La medida, firmada por el Departamento de Medio Ambiente (NMED) en diciembre de 2025, responde a una preocupación creciente: la presencia silenciosa de una hierba psicoactiva en productos que los consumidores ingerían sin saberlo.
Nuevo México declara la guerra al kratom: prohibición total y riesgo de sanciones penales
El kratom —extraído de las hojas del árbol Mitragyna speciosa, originario de las selvas tropicales del sudeste asiático— lleva años generando controversia en el mundo occidental.
Sus defensores lo presentan como un remedio natural para el dolor y la ansiedad; sus detractores, entre ellos la Administración de Alimentos y Medicamentos de EE. UU. (FDA), lo señalan como una sustancia con efectos psicoactivos y riesgos documentados para la salud.
Lo que diferencia esta vez la situación en Nuevo México es la contundencia de la respuesta: no solo se prohíbe su uso, sino que se advierte que continuar vendiéndolo puede derivar en acciones penales.
El kratom ya no tiene lugar en la cadena alimentaria
La directiva del Departamento de Medio Ambiente de Nuevo México es clara: todo alimento o bebida que contenga kratom será clasificado automáticamente como producto adulterado. Esto significa que cualquier establecimiento con permiso estatal de elaboración o venta de comida —bares, cafeterías, restaurantes, tiendas de productos naturales— tiene la obligación inmediata de retirar el kratom de sus recetas y desechar los inventarios existentes.
Funcionarios del NMED y del Departamento de Salud del estado coincidieron en señalar que su principal responsabilidad es proteger a los residentes, especialmente a los grupos más vulnerables: jóvenes, adultos mayores y personas con condiciones de salud preexistentes.
La FDA ya lo había señalado como inseguro: ahora el estado lo hizo oficial
La Administración de Alimentos y Medicamentos de los Estados Unidos nunca aprobó al kratom como ingrediente.
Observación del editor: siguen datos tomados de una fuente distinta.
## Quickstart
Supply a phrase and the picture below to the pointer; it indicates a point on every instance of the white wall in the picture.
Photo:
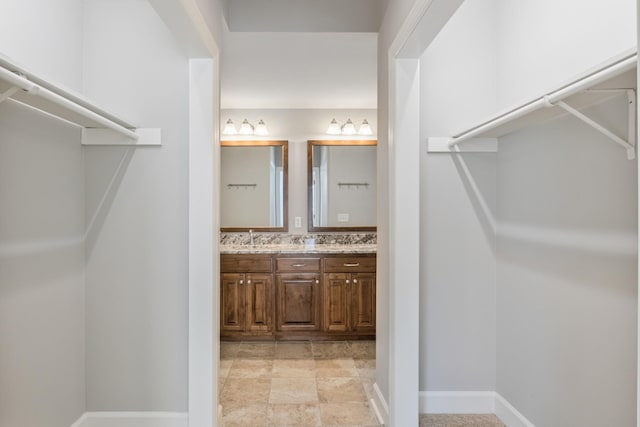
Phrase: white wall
(567, 273)
(567, 279)
(297, 126)
(42, 365)
(44, 37)
(458, 195)
(566, 209)
(544, 43)
(396, 12)
(136, 272)
(299, 70)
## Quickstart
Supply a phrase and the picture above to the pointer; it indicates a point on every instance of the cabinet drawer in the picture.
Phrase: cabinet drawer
(297, 264)
(349, 264)
(245, 263)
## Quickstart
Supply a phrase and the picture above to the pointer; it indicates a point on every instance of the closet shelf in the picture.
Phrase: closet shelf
(99, 126)
(612, 79)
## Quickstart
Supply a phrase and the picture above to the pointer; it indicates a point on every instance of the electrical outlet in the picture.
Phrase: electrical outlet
(343, 217)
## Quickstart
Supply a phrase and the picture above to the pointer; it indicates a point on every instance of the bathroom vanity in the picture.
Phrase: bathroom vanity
(294, 295)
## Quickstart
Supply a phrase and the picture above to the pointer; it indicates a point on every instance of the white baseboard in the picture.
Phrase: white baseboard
(472, 402)
(133, 419)
(457, 402)
(509, 415)
(380, 406)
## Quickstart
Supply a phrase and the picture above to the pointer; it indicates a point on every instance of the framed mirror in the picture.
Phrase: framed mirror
(341, 182)
(253, 193)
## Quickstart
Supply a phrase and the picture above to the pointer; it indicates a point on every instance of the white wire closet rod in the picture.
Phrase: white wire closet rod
(23, 87)
(555, 99)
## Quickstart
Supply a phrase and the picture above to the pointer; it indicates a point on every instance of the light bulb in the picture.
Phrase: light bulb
(334, 128)
(229, 128)
(365, 128)
(348, 128)
(261, 129)
(245, 128)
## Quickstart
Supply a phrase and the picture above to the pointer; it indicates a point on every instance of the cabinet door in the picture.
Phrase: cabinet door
(363, 302)
(259, 294)
(232, 296)
(336, 302)
(297, 297)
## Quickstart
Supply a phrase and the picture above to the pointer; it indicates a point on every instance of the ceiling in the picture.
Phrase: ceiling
(300, 54)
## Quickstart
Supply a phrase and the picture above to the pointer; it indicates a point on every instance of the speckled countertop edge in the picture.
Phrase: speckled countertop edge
(298, 249)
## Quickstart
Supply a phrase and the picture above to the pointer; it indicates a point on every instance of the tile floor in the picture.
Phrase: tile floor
(297, 384)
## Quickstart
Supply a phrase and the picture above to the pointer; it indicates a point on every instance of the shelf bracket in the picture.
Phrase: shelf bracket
(8, 93)
(628, 144)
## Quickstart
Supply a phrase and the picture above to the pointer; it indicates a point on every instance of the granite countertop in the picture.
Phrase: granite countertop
(298, 249)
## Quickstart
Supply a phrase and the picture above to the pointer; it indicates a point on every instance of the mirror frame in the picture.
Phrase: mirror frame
(285, 182)
(310, 145)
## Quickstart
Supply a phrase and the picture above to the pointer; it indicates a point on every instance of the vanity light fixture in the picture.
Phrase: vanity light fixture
(334, 128)
(245, 128)
(348, 128)
(365, 129)
(261, 129)
(229, 128)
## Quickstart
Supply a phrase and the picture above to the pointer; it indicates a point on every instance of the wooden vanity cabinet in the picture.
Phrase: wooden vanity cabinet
(246, 296)
(349, 288)
(307, 296)
(297, 295)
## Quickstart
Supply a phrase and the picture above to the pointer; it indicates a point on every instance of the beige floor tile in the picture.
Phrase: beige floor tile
(346, 414)
(336, 368)
(293, 390)
(228, 350)
(256, 350)
(225, 366)
(293, 415)
(251, 368)
(366, 368)
(337, 390)
(330, 349)
(362, 349)
(293, 350)
(294, 368)
(367, 384)
(246, 416)
(239, 392)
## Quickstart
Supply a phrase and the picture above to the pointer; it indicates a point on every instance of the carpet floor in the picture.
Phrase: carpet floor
(467, 420)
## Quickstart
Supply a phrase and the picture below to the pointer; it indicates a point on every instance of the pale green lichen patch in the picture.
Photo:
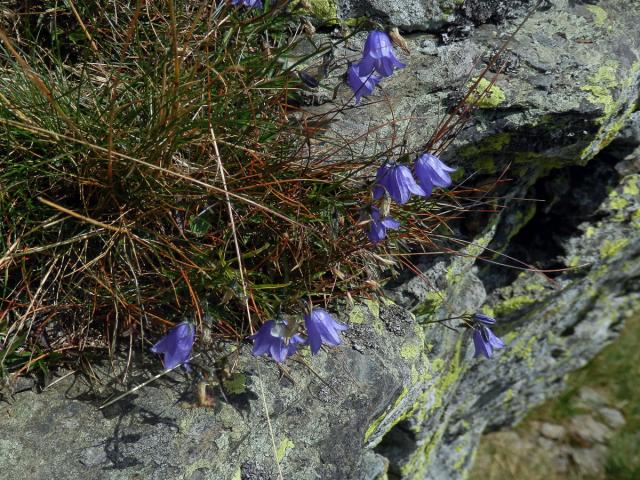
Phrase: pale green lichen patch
(324, 10)
(512, 304)
(236, 384)
(356, 315)
(611, 247)
(486, 95)
(378, 421)
(285, 445)
(601, 85)
(600, 15)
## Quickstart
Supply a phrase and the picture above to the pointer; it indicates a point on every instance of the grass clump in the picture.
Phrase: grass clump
(155, 165)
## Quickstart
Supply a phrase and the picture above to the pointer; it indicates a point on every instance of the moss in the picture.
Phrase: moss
(611, 247)
(486, 95)
(281, 451)
(600, 16)
(236, 384)
(513, 304)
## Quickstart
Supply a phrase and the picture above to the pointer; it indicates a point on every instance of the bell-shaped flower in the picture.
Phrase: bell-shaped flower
(484, 319)
(176, 346)
(431, 172)
(485, 341)
(248, 3)
(398, 181)
(322, 328)
(272, 339)
(362, 85)
(378, 55)
(378, 226)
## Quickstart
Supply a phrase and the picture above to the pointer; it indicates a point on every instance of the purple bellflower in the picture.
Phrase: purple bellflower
(248, 3)
(272, 339)
(398, 181)
(362, 85)
(176, 346)
(431, 172)
(378, 226)
(484, 339)
(378, 55)
(322, 328)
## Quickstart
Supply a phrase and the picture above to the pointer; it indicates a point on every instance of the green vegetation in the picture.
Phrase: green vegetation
(614, 372)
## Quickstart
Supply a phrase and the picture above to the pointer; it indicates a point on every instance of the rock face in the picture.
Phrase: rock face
(403, 398)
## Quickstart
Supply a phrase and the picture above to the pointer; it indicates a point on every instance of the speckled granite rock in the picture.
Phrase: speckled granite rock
(403, 398)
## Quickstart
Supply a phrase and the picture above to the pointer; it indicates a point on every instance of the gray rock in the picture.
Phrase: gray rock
(590, 398)
(412, 399)
(552, 431)
(589, 431)
(612, 417)
(589, 461)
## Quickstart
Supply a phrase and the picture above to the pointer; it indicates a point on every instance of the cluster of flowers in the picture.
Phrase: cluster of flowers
(484, 340)
(377, 56)
(276, 338)
(247, 3)
(279, 340)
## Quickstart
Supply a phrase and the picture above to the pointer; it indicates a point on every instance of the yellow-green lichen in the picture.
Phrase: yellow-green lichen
(630, 185)
(236, 384)
(522, 349)
(486, 95)
(356, 315)
(490, 145)
(378, 421)
(610, 247)
(285, 445)
(325, 10)
(601, 85)
(618, 203)
(512, 304)
(508, 395)
(599, 15)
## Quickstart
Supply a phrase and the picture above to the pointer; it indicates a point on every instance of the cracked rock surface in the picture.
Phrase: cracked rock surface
(402, 398)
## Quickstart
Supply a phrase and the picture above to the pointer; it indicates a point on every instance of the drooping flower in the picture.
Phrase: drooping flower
(398, 181)
(248, 3)
(378, 226)
(362, 85)
(484, 319)
(378, 55)
(432, 172)
(485, 341)
(176, 346)
(322, 328)
(272, 339)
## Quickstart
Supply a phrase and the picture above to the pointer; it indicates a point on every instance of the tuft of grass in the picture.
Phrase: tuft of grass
(156, 164)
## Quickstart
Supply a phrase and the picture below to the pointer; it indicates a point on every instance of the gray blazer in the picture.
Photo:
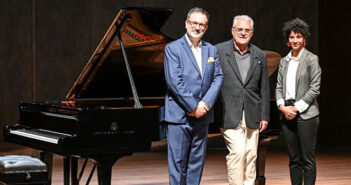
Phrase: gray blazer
(308, 82)
(236, 95)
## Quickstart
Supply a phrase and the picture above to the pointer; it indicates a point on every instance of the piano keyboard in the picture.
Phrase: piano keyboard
(41, 134)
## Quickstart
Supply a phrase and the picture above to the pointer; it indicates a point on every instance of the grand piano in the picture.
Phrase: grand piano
(115, 107)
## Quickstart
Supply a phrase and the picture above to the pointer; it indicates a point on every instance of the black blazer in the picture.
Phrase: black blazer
(252, 96)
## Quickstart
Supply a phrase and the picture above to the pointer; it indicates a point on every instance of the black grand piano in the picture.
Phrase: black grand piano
(114, 108)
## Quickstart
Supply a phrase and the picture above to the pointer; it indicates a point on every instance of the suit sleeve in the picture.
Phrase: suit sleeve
(175, 82)
(264, 92)
(315, 81)
(212, 93)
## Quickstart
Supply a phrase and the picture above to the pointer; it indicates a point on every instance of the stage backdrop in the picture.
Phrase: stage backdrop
(44, 45)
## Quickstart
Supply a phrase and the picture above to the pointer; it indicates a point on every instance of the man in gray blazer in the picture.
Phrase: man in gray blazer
(244, 98)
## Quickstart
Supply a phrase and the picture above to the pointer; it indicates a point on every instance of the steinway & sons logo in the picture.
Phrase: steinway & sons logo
(114, 130)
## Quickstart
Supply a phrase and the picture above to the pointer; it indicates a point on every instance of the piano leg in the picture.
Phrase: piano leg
(66, 169)
(104, 164)
(74, 171)
(47, 158)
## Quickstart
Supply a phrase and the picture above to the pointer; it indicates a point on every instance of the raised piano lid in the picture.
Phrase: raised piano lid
(105, 75)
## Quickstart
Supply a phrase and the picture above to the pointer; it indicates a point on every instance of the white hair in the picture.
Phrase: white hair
(235, 20)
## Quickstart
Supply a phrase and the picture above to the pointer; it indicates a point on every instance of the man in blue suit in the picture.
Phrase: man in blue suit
(193, 77)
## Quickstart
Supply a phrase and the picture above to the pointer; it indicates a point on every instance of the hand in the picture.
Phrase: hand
(263, 125)
(201, 109)
(289, 111)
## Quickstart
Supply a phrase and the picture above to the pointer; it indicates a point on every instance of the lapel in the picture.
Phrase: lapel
(232, 61)
(204, 58)
(254, 59)
(301, 65)
(285, 72)
(190, 54)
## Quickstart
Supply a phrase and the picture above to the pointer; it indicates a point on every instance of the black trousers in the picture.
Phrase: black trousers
(300, 138)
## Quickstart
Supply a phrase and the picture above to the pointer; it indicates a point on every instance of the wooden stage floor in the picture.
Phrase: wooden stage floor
(150, 168)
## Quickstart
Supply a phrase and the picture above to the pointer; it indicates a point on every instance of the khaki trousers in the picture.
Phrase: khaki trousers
(241, 161)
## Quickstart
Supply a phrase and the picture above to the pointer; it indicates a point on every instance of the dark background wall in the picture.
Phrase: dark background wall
(44, 45)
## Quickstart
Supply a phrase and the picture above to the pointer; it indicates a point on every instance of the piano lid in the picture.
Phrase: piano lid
(105, 75)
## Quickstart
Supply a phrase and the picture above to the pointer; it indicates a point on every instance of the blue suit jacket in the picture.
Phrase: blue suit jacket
(185, 85)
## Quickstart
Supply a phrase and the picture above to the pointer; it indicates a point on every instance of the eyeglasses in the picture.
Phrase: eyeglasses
(195, 24)
(242, 30)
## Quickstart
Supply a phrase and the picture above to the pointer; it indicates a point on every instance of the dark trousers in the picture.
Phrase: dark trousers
(186, 152)
(300, 138)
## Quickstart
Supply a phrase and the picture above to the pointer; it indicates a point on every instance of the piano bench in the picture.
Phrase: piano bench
(21, 169)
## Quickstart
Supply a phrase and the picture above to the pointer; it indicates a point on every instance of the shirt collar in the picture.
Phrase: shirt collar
(289, 56)
(191, 44)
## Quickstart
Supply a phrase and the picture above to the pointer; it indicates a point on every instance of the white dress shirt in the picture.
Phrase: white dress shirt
(290, 93)
(196, 52)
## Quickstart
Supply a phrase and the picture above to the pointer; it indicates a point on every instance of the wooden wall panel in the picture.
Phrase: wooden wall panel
(335, 59)
(15, 58)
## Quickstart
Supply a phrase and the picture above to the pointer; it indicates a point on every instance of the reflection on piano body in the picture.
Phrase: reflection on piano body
(103, 117)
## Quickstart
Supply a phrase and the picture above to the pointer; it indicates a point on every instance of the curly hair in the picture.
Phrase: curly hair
(296, 25)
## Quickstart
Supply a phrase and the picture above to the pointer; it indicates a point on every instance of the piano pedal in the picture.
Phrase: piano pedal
(21, 169)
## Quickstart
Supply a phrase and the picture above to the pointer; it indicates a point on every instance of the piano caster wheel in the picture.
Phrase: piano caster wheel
(28, 176)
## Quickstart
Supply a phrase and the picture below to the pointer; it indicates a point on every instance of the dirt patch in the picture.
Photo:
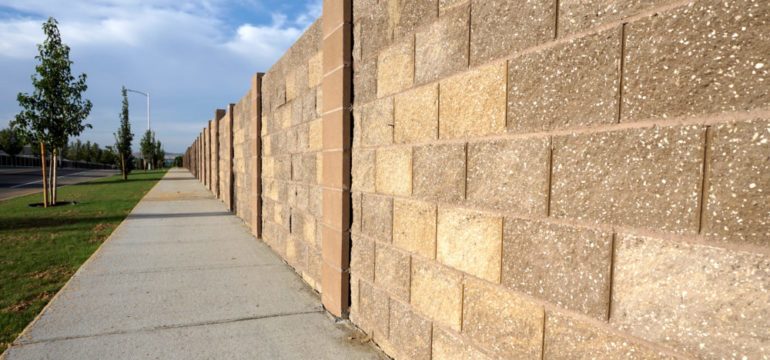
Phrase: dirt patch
(52, 273)
(98, 232)
(25, 304)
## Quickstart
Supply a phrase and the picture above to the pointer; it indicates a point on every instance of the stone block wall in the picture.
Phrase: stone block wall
(243, 161)
(291, 162)
(569, 179)
(224, 152)
(525, 179)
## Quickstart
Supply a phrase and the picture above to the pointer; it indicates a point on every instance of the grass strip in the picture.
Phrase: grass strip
(40, 248)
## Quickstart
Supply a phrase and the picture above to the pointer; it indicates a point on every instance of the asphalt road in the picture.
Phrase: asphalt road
(21, 181)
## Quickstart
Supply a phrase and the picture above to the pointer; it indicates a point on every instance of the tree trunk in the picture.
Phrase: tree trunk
(54, 168)
(123, 166)
(45, 176)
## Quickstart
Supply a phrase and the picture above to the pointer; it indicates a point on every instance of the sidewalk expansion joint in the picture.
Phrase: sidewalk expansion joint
(165, 327)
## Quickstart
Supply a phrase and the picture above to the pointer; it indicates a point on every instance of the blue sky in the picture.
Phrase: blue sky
(191, 56)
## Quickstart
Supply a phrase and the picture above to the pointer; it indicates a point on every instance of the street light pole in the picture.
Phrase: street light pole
(148, 113)
(148, 104)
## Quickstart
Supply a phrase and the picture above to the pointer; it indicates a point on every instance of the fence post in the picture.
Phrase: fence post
(256, 154)
(337, 89)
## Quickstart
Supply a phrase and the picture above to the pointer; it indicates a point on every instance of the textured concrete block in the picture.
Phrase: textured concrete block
(439, 172)
(501, 322)
(647, 178)
(414, 227)
(567, 338)
(409, 333)
(416, 115)
(376, 123)
(407, 15)
(449, 347)
(394, 171)
(499, 28)
(315, 132)
(567, 266)
(374, 309)
(579, 15)
(365, 80)
(510, 175)
(362, 170)
(356, 205)
(291, 86)
(571, 85)
(377, 220)
(391, 272)
(709, 302)
(473, 103)
(309, 106)
(442, 48)
(706, 57)
(375, 23)
(738, 183)
(362, 258)
(395, 69)
(437, 292)
(315, 69)
(470, 241)
(309, 230)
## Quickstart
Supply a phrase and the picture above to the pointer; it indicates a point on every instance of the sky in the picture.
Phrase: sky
(191, 56)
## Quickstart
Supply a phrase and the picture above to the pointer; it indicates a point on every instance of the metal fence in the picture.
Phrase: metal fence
(34, 161)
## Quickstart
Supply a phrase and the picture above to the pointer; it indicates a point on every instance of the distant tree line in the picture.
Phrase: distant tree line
(89, 152)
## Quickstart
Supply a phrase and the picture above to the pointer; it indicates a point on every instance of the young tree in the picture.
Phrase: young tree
(123, 139)
(56, 109)
(147, 148)
(11, 143)
(160, 155)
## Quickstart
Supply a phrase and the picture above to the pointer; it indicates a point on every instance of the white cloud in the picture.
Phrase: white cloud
(191, 56)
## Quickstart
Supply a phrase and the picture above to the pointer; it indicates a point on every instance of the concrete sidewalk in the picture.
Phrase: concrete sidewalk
(182, 278)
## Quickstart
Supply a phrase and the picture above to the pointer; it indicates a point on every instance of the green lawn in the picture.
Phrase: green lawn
(41, 248)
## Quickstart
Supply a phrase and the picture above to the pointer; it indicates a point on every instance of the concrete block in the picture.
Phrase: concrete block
(470, 241)
(439, 172)
(395, 69)
(408, 15)
(705, 301)
(649, 178)
(394, 171)
(315, 138)
(416, 115)
(580, 15)
(501, 322)
(705, 57)
(500, 28)
(315, 69)
(375, 23)
(362, 170)
(437, 292)
(449, 347)
(442, 48)
(356, 204)
(473, 103)
(376, 123)
(510, 175)
(391, 272)
(414, 227)
(409, 333)
(571, 85)
(362, 258)
(567, 338)
(365, 80)
(564, 265)
(737, 207)
(377, 220)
Por el contrario, lo clasifica —junto con su compuesto psicoactivo principal, la 7-hidroximitraginina— como un aditivo alimentario inseguro bajo la Ley Federal de Alimentos, Medicamentos y Cosméticos. Esta postura federal, sin embargo, no se había traducido automáticamente en restricciones estatales claras en todos los territorios del país.
Nuevo México tomó ese posicionamiento como base jurídica para su propia normativa y fue más lejos: lo convirtió en una herramienta de cumplimiento activo con consecuencias reales.
Los efectos adversos documentados en la literatura médica y recogidos en el comunicado oficial son variados y pueden ser severos: náuseas, vómitos, daño hepático, temblores, episodios de confusión y convulsiones. En casos de uso prolongado o en combinación con otras sustancias, los riesgos se multiplican.
Para más información sobre su consumo, se puede ingresar a nccih.nih.gov/health/kratom/.
Vender kratom en comidas puede terminar en la Justicia
Las autoridades de Nuevo México dejaron en claro que el incumplimiento no será tratado como una infracción administrativa menor. Los establecimientos que continúen usando kratom en alimentos o bebidas podrán enfrentar acciones de cumplimiento que, en los casos más graves, incluyen procesos penales.
Es importante aclarar los alcances de la prohibición: la directiva no criminaliza la posesión ni la venta de kratom en todas sus formas. El kratom continúa siendo legal en Nuevo México cuando se comercializa fuera del circuito alimentario habilitado, es decir, en presentaciones como cápsulas o polvos vendidos en comercios sin permiso de servicio de alimentos. La línea que trazó el estado es específica: el kratom no puede ingresar a la cadena alimentaria regulada.